In the book, she writes: “I never met a parent of a troubled teen who wasn’t trying to figure out what went wrong. We thought we were in control—that we knew what we were doing. … But when our child begins to veer off course our ‘instincts’ can undermine our effectiveness….
“We try so hard, love our kids so much, and they withdraw further and further into their world of dark secrets while we watch with agonizing powerlessness. We feel lost. I wish we could skip that piece of the process, but it is part of the journey for many of us.”
Edens recalled when she and her other two children were able to feel a moment of joy, four years and three months after her youngest daughter’s death.
“It was Thanksgiving, and my son looked at me and said, ‘We’re smiling,’” Edens said. “I learned at some point that what matters is the 15 years I did have with her. When I could shift my focus not to how much I missed her but to how much I loved her and still love her, it gave me a sense of freedom. I really want people to be able to feel that.

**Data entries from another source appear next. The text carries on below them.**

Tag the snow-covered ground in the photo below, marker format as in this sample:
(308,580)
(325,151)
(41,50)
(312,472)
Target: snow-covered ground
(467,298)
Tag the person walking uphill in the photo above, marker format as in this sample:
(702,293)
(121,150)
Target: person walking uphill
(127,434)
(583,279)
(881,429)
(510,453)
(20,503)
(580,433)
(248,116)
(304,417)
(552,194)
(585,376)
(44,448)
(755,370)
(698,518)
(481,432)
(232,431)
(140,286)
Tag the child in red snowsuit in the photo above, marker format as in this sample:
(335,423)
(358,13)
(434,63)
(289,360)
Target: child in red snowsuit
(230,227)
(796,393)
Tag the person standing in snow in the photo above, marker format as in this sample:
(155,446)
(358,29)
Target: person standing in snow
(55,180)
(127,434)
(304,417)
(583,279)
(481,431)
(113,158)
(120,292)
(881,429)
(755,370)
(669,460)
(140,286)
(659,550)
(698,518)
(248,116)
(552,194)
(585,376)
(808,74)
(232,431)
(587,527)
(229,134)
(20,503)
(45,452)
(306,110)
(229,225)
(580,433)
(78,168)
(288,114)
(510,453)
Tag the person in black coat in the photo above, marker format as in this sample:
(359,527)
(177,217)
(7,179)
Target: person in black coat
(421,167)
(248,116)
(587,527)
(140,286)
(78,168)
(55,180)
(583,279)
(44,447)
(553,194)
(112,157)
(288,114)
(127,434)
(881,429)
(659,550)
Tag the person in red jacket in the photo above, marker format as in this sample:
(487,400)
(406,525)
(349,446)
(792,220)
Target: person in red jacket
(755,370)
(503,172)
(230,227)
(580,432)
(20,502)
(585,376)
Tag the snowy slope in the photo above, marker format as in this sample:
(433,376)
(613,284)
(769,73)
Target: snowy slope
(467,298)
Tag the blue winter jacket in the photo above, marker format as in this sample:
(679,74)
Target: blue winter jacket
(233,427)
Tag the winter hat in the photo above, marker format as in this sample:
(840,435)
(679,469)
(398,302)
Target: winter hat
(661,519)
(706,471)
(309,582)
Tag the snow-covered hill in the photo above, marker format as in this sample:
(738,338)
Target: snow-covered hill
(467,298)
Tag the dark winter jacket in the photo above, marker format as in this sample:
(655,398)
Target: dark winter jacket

“Sometimes life looks like it’s going to be impossible to tolerate, and then right around the corner there may be some kind of glimmer of hope that turns everything around.”
‘A place you want to hang out’
In the entryway of Edens’ office, a converted home, she placed a sign that reads: “Imperfection is beauty. Madness is genius. And it’s better to be absolutely ridiculous than absolutely boring.”
Edens enjoys mountain biking in her free time and sees her 11-year-old grandson almost daily. She also serves on the board of the Menninger Foundation and as a trustee of the John M. O’Quinn Foundation.
Her daughter, a mother and a partner at an accounting firm, has a master’s in accounting from UH. Her son, with a master’s in social work from UH, works as a therapist with her.
In November, a few weeks before Thanksgiving, Edens attended her 50th year high school reunion. A graduate of Lamar High School in Houston, she reflected on how much UH has changed, particularly in the last decade under the leadership of President Renu Khator.
“The feel of campus is different,” Edens said. “It feels like a place you want to hang out.”